When I was doing flight training in California, I was based at Long Beach Airport. It’s a sizeable field, with five paved runways, the longest a full 10,000 feet, but there isn’t too much commercial traffic, partly because of noise restrictions (it’s totally embedded in the greater LA conurbation) and partly because Los Angeles International is only 18 miles away.

The site was originally named Daugherty Field after Earl S. Daugherty established a very early flying school (possibly the world’s first) on the property in 1919. The famous aviation pioneer Amelia Earhart took her first ever flight there in 1920.

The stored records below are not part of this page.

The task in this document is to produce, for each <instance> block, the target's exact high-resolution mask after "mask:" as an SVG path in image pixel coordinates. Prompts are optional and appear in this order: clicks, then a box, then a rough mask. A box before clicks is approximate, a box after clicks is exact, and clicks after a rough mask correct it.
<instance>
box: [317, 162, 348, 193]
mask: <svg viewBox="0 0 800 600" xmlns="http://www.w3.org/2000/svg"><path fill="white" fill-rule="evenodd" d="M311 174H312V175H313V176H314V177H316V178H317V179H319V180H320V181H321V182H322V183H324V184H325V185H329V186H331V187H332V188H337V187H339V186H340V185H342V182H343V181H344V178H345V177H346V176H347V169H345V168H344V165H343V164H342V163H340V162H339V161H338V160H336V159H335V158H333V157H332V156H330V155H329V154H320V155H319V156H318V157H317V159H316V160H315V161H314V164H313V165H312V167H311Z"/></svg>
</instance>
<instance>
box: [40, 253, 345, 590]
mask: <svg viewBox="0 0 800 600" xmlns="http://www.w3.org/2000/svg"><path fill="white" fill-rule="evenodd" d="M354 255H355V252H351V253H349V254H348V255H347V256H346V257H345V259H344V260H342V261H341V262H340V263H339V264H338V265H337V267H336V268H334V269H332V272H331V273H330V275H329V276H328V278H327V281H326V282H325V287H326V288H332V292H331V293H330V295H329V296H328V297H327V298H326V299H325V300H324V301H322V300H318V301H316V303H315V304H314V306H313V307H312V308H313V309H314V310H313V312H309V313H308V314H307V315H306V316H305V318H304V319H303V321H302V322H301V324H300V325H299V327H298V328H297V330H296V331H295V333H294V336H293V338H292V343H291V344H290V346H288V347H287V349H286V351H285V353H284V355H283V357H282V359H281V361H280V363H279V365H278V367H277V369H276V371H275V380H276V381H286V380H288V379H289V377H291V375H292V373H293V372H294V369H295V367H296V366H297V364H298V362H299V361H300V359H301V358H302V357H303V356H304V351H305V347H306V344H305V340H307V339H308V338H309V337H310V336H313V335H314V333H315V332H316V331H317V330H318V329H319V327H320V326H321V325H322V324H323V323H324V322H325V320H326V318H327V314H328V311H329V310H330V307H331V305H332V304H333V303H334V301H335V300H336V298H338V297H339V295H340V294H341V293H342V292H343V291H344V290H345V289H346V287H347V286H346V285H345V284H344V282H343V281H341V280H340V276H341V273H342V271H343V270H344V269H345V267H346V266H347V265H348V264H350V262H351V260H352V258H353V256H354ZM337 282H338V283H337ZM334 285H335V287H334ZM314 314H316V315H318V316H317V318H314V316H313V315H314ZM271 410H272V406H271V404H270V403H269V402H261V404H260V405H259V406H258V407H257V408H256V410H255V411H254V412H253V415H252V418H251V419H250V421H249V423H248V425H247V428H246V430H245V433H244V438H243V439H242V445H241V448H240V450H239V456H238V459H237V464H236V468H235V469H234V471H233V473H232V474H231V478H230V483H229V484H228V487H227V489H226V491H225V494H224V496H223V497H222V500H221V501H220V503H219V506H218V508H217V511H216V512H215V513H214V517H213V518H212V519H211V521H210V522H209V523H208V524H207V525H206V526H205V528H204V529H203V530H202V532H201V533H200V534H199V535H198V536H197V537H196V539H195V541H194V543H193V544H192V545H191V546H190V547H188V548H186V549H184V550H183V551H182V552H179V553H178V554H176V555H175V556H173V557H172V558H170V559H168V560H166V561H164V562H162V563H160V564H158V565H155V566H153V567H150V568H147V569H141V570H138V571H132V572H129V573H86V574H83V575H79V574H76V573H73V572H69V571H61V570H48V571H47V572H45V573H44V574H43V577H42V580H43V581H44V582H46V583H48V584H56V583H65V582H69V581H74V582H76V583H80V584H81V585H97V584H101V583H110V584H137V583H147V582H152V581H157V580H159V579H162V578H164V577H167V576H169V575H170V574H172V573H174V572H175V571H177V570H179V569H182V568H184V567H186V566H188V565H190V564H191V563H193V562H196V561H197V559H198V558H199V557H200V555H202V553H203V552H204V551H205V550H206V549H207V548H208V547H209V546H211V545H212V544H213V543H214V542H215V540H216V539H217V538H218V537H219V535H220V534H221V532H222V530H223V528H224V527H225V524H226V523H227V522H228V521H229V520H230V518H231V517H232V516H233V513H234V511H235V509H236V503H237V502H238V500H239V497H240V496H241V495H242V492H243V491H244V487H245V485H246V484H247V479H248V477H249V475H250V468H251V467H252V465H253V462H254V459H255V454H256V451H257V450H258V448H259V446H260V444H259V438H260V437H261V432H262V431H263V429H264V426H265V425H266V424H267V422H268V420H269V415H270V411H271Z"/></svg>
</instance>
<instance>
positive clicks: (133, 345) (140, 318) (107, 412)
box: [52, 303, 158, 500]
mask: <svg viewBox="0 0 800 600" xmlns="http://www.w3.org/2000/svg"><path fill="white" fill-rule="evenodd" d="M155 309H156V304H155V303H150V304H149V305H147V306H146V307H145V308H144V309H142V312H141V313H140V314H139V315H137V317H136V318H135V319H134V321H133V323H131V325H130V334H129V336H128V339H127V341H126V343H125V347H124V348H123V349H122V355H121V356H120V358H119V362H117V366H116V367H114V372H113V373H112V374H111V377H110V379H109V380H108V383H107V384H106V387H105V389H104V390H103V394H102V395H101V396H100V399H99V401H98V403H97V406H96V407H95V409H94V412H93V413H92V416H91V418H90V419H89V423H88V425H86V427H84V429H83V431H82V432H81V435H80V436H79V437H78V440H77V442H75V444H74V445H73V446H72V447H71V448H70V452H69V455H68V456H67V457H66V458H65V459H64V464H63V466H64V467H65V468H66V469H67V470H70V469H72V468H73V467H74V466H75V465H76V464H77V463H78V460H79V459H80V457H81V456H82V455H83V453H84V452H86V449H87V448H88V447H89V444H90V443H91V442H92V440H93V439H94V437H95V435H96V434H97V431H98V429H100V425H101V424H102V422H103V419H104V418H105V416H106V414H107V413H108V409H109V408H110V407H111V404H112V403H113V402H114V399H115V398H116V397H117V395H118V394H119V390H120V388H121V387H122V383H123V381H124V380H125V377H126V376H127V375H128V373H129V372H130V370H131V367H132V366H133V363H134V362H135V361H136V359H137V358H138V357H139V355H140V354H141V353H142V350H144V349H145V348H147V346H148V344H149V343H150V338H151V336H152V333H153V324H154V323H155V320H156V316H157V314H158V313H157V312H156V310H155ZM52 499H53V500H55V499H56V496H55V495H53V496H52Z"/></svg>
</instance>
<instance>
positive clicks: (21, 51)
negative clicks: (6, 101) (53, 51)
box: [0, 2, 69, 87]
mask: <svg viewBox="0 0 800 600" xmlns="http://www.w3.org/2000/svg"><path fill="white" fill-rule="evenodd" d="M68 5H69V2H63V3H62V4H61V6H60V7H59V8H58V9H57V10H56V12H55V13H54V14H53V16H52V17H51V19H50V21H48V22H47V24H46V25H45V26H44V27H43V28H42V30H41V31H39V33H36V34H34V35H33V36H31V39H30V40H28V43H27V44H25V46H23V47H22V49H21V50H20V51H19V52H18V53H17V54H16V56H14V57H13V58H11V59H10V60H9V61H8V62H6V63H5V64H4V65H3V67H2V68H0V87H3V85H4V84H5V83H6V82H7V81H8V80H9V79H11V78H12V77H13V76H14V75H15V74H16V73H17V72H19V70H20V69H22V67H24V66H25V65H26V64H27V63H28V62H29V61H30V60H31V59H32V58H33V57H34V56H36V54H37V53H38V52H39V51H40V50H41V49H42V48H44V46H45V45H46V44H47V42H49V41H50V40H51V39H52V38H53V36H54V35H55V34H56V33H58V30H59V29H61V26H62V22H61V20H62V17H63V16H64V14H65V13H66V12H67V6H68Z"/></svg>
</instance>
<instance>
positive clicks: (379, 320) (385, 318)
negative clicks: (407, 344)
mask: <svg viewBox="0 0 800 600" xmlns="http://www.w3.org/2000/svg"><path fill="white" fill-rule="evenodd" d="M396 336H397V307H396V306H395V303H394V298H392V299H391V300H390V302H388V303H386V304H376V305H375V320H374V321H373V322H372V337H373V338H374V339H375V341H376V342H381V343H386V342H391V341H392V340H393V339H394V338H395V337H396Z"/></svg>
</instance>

Daugherty’s obviously an Irish name, but I’m even more proud to be a spiritual descendant of the star of “The Flying Irishman”, an RKO picture of 1939. Douglas “Wrong Way” Corrigan played himself in the autobiographical movie, with the other parts filled by Hollywood regulars.

Wrong-Way CorriganCorrigan earned fame and his nickname by making an unauthorised solo transatlantic flight in 1938, claiming that he had “accidentally” flown East instead of West because bad light made it impossible to read his compass. Departing Bennett Field in Brooklyn in the early dawn, he landed at Casement Aerodrome outside Dublin 28 hours later, instead of his home base at Daugherty Field, Long Beach.

The fact was that Corrigan had been applying for official permission to fly the Atlantic for more than a year, but his aircraft had never been approved as airworthy for the role. Even the incoming non-stop flight from California to New York had only been given provisional approval. This was not merely bureaucracy. Corrigan’s plane was a heavily-patched 1929 Curtiss Robin which he had extensively modified in an idiosyncratic way, with a new engine assembled from the components of two non-functional ones, and extra fuel tanks attached in various places. The Bureau of Air Commerce (forerunner of the FAA) grounded the plane as un-airworthy (for any flying at all) in 1937 when he made his first flight to New York. Corrigan had probably planned an unofficial Atlantic crossing at that time, but had to ship the plane back to Long Beach for further modifications to make it legal, so that he would at least be allowed to take off again at New York.

In 1938, when he departed Brooklyn, it was in a plane that had no visibility to the front because of the placement of one of the additional fuel tanks. After flying the “wrong way” for ten hours, he felt his feet cold, and noticed that a leak in one of the tanks had filled the bottom of the cockpit with gasoline. He stabbed a hole in the floor with a screwdriver to let it drain out, taking care to make the hole on the opposite side to the red-hot exhaust pipe. It’s not recorded how much fuel actually remained when he landed in Ireland.

Corrigan insisted, straight-faced, for the rest of his life that his transatlantic flight had been an accident. His license was suspended for 14 days as a very mild punishment. In fact, coming back by ship, the suspension expired the same day as he arrived in New York. The New York Post printed its headline in reverse in his honour, and the city gave him a bigger tickertape welcome than had been received by Lindbergh. As well as fees for the movie, he made money by endorsing products, such as a watch that ran backward.

I admire such bloody-minded determination, but I’m not like that myself. Too reasonable — that’s why I’m not famous.